Since the embassy’s physical closure, the American embassy in Dakar has offered its services to Guinea-Bissau virtually; however, during the period of these virtual services, Guinea-Bissau saw three coup d’états, one leader killed in office, and became what the UN classified as “Africa’s first ‘narco-state.’” These developments were not a direct result of the American withdrawal, but U.S. foreign policy has incidentally shaped the situation.
American policies in Latin America during the war on drugs reshaped local politics and forced cartels to look for new markets outside of the region, and as a result of its close geographical proximity to Europe, Guinea-Bissau became the ideal new target for operations. Fueled by its rampant corruption, cocaine flooded the borders at unprecedented rates following a 2012 coup. With fears of losing regional stability, American authorities quickly supported numerous efforts to combat the trafficking. Their aid in addition to the assistance of the international community, particularly the UN, has largely thwarted the presence of drug trafficking in the country, but it has not eliminated it entirely.
Following this anti-trafficking campaign, little American presence has been seen in Guinea-Bissau, but nonetheless in 2020, over twenty years after the United States’ departure, Guinea-Bissau saw its first civilian-to-civilian transfer of power. After the election of the new president Umaro Sissoco Embaló, the U.S. Embassy in Senegal published a statement positioning the United States as “a friend and partner of Guinea-Bissau” with hopes of advancing “peace and security, strengthen[ing]democratic governance, and spur[ring]economic growth and development.”
Yet, it is nearly three years later and the actions of the United States remain inconsistent with these claims as beyond aiding with Covid-19 vaccine distribution, American efforts at building relations have been largely absent.
U.S. President Joe Biden has repeatedly noted a desire to increase United States territorial influence, and the recently published “U.S. Strategy Toward Sub-Saharan Africa” reiterates this urge. The report suggests that the United States will “Revamp Public Diplomacy Efforts” by ensuring “sufficient human and financial resources to plan, organize, and execute these critical programs,” but without a physical presence in countries like Guinea-Bissau, the United States’ actions do not align with its claims.

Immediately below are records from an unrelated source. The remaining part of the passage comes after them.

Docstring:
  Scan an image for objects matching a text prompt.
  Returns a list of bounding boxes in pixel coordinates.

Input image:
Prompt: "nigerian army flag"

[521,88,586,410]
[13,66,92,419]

While U.S. leaders debate the next steps for policies in Guinea-Bissau, the question of the construction of a new embassy has repeatedly come up. Throughout the world, embassies both assist citizens who live or travel to a host country and “carry out duties related to advancing U.S. interests abroad.” Moreover, the United States has around 168 embassies with sites in all but four sub-Saharan countries. They have strong presences in Equatorial Guinea, Eritrea, Mauritania and Gabon, even though countries like Guinea-Bissau host far more American tourists. This distribution coupled with continued claims from the United States expressing augmented regional interest makes the absence of an embassy in Bissau extremely glaring.
Furthermore, as a multi-ethnic state with nearly 20% of its territory preserved for environmental conservation, Guinea-Bissau is an ideal location to measure the pulse of West Africa according to politicians, such as Paulo Gomes. Furthermore, with ever-growing mutual interests in democracy between Bissau and Washington, many policy analysts look at the continued absence of an embassy in Guinea Bissau as a “U.S. foreign policy failure.”
Today, Guinea Bissau remains greatly impacted by U.S. foreign policy, even without strong diplomatic ties. Despite this current absence, the Biden administration and future administrations have the chance to enact tangible change and redefine the American image abroad.
Moreover, it is a pivotal point in the development of African politics, and the United States has a unique opportunity to facilitate economic, political and social development, as well as strengthen diplomatic ties if its actions begin to better align with its rhetoric.